Summary of the conversation vs answers to read aloud

The deepest difference is what shows up on your screen. Cluely puts up AI-generated responses — lines and suggestions meant to come out of your mouth. Canary puts up a summary — a faithful, glanceable account of what people are saying, at four resolutions from the last ten seconds to the full call.

That matters because the problem most remote workers actually have isn’t “I don’t know what to say.” It’s “I drifted to Slack and lost the thread, and now someone’s asking what I think.” Canary solves that by keeping you oriented in the real conversation. Cluely solves a different problem — supplying content — and does it by reading your screen and audio to predict a good answer.

The transparency difference

Canary is designed around disclosure. The honest way to use any in-meeting AI is to tell participants you’re using it, and a live summary of the shared conversation is easy to be open about — there’s nothing to hide because everyone hears the same words you’re summarizing.

Cluely takes the opposite stance: a core part of its pitch is that the overlay stays hidden during screen-share. Whatever you think of that, it’s a real fork in values, and it has practical consequences. Recording-and-consent rules differ by region — some require one-party consent, others two-party — so whether and how you disclose isn’t just etiquette. Canary is built so the transparent choice is also the default one.

Where Cluely is genuinely different

Credit where it’s due: for its actual job, Cluely does something Canary doesn’t try to do. If you want an assistant that coaches you in real time — suggesting how to respond on a sales call, surfacing a fact mid-conversation, or giving you prompts to rehearse against before an interview — that live-answer capability is its whole point, and Canary has no equivalent. Canary detects action items and summarizes, but it will never feed you a line to say.

When Cluely is the better pick

If what you want is in-the-moment suggestions — talking points for a sales conversation, live coaching, or interview practice you can rehearse against — and you’re comfortable with its hidden-overlay positioning, Cluely is built for that and Canary is not.

When to choose Canary

If you’re the person in the meeting — juggling back-to-back calls, multitasking, and dreading the “what did I miss?” moment — Canary is purpose-built for it. It’s real-time and bot-free like Cluely, but it captures your computer’s system audio from any app with no plugin or virtual audio device, shows an honest live summary that zooms from the last few seconds to the whole call, runs on macOS, Windows, and Linux, and is designed to be used out in the open. Same wedge, opposite values: it tells you what’s being said, transparently — not what to say, covertly.

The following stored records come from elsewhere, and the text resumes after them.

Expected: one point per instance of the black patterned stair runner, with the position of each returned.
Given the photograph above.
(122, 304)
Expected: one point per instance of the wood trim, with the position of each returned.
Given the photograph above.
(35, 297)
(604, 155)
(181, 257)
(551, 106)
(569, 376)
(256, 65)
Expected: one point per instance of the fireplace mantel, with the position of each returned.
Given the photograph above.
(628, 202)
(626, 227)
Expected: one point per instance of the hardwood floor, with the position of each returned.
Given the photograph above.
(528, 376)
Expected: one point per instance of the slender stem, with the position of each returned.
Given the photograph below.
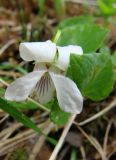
(103, 111)
(62, 138)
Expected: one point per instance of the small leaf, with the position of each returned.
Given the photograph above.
(89, 37)
(93, 74)
(58, 116)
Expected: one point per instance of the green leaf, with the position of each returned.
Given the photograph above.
(89, 37)
(74, 21)
(107, 6)
(57, 115)
(93, 74)
(4, 105)
(113, 58)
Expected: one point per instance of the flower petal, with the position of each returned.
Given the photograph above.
(44, 89)
(38, 51)
(22, 87)
(68, 95)
(64, 55)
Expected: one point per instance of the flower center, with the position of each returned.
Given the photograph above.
(43, 84)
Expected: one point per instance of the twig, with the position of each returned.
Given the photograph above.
(62, 138)
(93, 141)
(106, 137)
(83, 152)
(40, 141)
(103, 111)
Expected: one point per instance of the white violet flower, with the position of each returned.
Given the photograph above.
(48, 76)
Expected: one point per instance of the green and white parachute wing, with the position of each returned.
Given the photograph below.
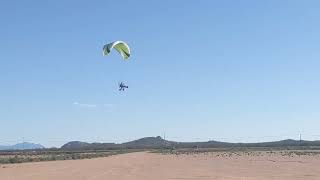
(122, 48)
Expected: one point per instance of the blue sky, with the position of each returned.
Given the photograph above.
(225, 70)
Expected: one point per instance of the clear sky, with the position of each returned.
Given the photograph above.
(200, 70)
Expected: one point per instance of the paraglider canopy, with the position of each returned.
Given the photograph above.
(122, 48)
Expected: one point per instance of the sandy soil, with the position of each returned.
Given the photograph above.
(149, 166)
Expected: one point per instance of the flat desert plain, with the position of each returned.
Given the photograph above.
(152, 166)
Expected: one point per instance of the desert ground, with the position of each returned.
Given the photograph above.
(155, 166)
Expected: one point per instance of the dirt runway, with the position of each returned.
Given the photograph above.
(150, 166)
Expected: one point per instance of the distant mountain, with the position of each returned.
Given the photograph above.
(158, 142)
(22, 146)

Frequently asked questions

Is Canary a Cluely alternative?

For the in-meeting moment, yes — and it's the transparent one. Both run live without a bot, but they do different jobs: Cluely feeds you suggested answers and is designed to stay hidden, while Canary shows a live, multi-resolution summary of what's actually being said and is built to be disclosed. If you want a real-time meeting assistant you can be open about using, Canary is the closer fit.

Both run live without a bot — so what's the real difference?

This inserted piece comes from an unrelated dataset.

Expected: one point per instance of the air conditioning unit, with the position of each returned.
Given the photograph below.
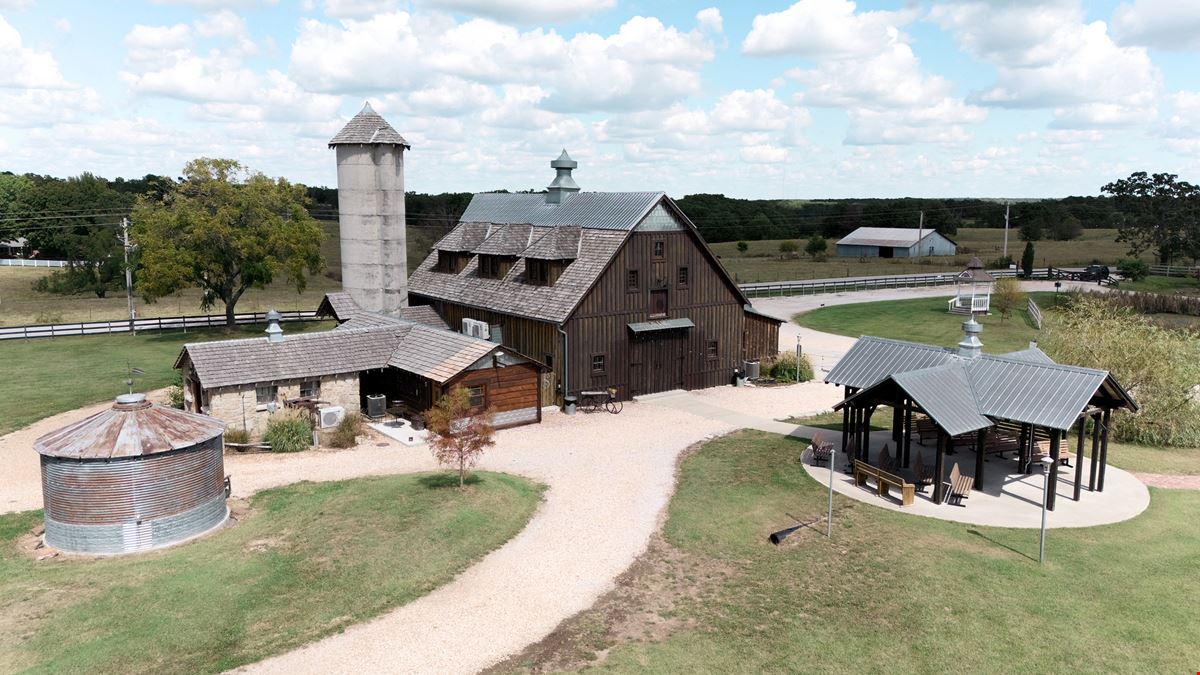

Purpose and transparency. Cluely tells you what to say; Canary tells you what's being said. Cluely reads your screen and audio to generate talking points and markets itself as undetectable on screen-share; Canary captures system audio to summarize the conversation and is meant to be shared with the room. Real-time and bot-free is where they're alike; transparent vs covert, and summary vs answers, is where they split.

Is it OK to use an AI assistant in a meeting?

Yes — when you're transparent about it. The honest approach is to tell people you're using one, and Canary is built for exactly that open use. Note that recording-consent rules vary by region (some places require one-party consent, others two-party), so disclosure also keeps you on the right side of the law. Canary's design goal is awareness you'd be comfortable mentioning, not something you need to hide.